Brandt is still entitled to the $14 million the jury awarded for abuse that occurred before tort reform took effect. And because her perpetrator was convicted of a felony, she’s entitled to the full $100 million in punitive damages, which are otherwise capped at twice the value of compensatory damages ($500,000 unless the victim is deformed or disabled by the injury).
The other $20 million was slashed down to a $250,000 judgment.
If the Supreme Court upholds the Brandt case, future child rape victims whose perpetrators escape criminal convictions are unlikely to ever wind up with more than $250,000 in court.
In October, Pompa hired as an attorney Marion Little, a fairly high-profile defense attorney who has recently defended a charter school and pharmacy benefit manager against claims of fraud from the state. Neither he nor a previous attorney representing Pompa responded to emails.
Reforming tort reform?
Rep. Kristin Boggs, D-Columbus, has tried since the Simpkins decision to eliminate the caps on damages for survivors of sexual violence. Her bills, cosponsored with Rep. Allison Russo, D-Columbus, to that effect have gone nowhere.
The legislation has enemies in insurers who don’t want to risk higher payouts, business interests, and the Catholic Church (which has its own history of sexual abuse), several interviewed for this article said.
“My god, give these victims access to justice,” Boggs said in an interview.
Finley, a law professor, said, while she doesn’t know the specifics of how tort reform passed in 2005, its effect on rape victims is likely an oversight. Lawmakers were listening to big business and insurers fretting about products liability and medical malpractice.
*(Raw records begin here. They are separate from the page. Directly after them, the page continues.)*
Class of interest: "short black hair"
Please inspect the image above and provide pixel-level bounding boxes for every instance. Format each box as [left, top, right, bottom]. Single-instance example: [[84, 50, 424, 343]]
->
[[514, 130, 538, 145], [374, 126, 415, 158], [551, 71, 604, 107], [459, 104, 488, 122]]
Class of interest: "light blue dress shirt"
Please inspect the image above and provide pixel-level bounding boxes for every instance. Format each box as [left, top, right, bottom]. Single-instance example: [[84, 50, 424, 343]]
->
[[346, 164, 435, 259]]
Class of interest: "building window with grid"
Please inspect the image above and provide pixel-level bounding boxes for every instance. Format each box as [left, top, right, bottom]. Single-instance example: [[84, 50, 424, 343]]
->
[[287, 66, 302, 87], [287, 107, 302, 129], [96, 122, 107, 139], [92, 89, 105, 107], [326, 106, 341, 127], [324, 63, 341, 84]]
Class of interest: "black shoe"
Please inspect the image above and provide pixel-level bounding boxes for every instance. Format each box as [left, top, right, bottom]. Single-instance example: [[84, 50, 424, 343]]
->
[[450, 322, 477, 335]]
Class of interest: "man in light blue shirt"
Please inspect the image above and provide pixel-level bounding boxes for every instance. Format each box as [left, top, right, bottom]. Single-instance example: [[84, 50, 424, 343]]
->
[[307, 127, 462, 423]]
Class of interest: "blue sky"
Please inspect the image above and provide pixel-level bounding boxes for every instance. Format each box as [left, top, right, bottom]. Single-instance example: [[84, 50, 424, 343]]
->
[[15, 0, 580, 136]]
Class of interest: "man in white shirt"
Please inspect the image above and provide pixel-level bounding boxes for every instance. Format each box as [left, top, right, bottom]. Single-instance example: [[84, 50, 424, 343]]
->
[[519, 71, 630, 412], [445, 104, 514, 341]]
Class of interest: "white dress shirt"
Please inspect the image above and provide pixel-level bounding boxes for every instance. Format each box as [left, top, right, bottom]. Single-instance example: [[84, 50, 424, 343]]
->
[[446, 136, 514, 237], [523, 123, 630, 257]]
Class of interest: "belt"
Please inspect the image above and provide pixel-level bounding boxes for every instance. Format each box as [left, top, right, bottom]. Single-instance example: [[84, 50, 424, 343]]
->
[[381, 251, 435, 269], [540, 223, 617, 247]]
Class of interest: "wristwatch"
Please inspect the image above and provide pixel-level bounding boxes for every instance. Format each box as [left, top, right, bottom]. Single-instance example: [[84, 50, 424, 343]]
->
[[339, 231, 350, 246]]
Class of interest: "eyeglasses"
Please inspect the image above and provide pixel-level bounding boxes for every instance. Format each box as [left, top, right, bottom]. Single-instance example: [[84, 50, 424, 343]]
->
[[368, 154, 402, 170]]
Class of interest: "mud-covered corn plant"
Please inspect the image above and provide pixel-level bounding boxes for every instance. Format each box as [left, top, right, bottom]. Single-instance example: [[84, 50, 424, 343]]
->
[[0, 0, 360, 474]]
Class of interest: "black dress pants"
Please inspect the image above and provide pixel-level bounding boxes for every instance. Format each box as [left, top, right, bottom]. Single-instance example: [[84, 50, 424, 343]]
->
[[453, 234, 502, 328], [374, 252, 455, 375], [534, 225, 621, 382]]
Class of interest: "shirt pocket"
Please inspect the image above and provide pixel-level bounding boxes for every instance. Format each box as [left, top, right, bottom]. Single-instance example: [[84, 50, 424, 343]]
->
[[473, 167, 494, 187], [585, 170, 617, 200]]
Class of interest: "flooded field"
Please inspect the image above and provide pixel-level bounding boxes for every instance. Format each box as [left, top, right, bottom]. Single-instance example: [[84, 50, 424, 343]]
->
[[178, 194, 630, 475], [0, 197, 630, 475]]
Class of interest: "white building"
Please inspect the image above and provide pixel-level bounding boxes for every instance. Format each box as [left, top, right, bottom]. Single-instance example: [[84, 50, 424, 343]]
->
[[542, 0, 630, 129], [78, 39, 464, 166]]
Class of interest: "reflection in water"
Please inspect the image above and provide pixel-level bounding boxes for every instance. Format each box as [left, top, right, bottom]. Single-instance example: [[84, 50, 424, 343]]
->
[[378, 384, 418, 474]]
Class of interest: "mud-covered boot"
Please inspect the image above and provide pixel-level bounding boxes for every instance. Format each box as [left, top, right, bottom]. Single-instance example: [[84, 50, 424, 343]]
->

However, she said citing any such kind of business interest in failing to change the law is simply offensive.
“There can’t be any rational connection between protecting pedophiles and creating a better business climate,” she said. “To even suggest that anyone would think there could be a connection between that is appalling.”
Fitch declined an interview with his clients, citing their exhaustion with years of appeals and media attention. He said the problem in the law has been clear since the Simpkins case was decided, yet lawmakers have opted against fixing it.
“Since 2013, they’ve known this is how the law works,” he said. “So why hasn’t there been a change?”
“Tort reform supposedly means improvement. That’s what reform means, improvement in the legal system. I don’t personally believe there’s any improvement here. It’s just special interest legislation to help big businesses and the insurance industry make more money.”